You never need to call the Heap­Lock and Heap­Unlock functions under normal operation. Assuming the heap is serialized (which is the default), all the standard heap functions like Heap­Allocate and Heap­Free will automatically serialize.

In fact, the way they serialize is by calling the¹ Heap­Lock and Heap­Unlock functions!

Nearly all heap operations complete in a single call. If your heap is serialized, this means that the heap operation takes the heap lock, does its work, and then releases the heap lock and returns. If all heap operations were like this, then there would be no need for Heap­Lock or Heap­Unlock.

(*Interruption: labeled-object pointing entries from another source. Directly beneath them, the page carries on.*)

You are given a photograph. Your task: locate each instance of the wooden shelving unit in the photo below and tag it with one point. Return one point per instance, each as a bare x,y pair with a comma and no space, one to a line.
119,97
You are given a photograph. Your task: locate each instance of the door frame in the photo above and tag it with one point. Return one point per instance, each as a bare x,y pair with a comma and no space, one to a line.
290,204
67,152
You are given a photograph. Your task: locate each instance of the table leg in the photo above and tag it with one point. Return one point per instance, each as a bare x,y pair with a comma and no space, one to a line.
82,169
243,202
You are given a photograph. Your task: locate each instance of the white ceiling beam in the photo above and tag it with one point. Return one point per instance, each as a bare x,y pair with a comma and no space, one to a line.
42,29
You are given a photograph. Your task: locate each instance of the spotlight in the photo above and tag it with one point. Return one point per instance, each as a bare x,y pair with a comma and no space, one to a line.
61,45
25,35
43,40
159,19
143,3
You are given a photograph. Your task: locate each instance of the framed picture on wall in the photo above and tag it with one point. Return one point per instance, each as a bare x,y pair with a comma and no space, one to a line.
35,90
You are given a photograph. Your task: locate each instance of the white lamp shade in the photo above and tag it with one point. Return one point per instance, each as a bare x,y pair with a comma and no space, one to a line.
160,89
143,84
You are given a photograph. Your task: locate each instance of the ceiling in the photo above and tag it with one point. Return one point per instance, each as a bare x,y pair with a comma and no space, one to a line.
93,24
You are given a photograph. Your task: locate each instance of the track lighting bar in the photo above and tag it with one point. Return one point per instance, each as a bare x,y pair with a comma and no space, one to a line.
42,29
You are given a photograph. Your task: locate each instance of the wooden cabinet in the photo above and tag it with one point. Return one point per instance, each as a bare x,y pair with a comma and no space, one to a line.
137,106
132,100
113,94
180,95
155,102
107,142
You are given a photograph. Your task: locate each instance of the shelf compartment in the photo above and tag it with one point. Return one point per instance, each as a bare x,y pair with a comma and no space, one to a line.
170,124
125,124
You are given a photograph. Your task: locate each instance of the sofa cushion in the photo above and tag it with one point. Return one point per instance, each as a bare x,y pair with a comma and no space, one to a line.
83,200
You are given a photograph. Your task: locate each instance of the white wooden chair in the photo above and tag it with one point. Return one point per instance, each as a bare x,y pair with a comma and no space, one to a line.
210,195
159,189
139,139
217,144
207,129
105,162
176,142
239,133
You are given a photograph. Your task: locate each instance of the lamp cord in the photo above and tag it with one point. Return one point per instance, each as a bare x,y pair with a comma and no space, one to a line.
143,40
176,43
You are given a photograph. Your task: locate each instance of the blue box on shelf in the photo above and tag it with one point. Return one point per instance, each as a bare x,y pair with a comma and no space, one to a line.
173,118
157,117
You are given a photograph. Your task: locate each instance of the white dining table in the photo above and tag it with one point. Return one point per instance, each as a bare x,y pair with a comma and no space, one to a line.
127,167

Unfortunately, there is also the Heap­Walk function, which does a little bit of work, and then returns with a partial result. The design for Heap­Walk is that the application calls the function repeatedly until it either gets all the results it wants, or gets bored and gives up. But wait, what if the heap changes while the application is trying to walk through it? To prevent that from happening, the program can call Heap­Lock before starting the enumeration, and Heap­Unlock when it is done. During the time the heap is locked, other threads which attempt to call a Heap­Xxx function with that same heap will block until the heap is unlocked.

The ability to lock the heap creates a lot of potential for craziness, because the heap is a high-traffic area. As a result, it is very important that any code which calls Heap­Lock do very little while the lock is held. Take the lock, do your thing, and get out quickly.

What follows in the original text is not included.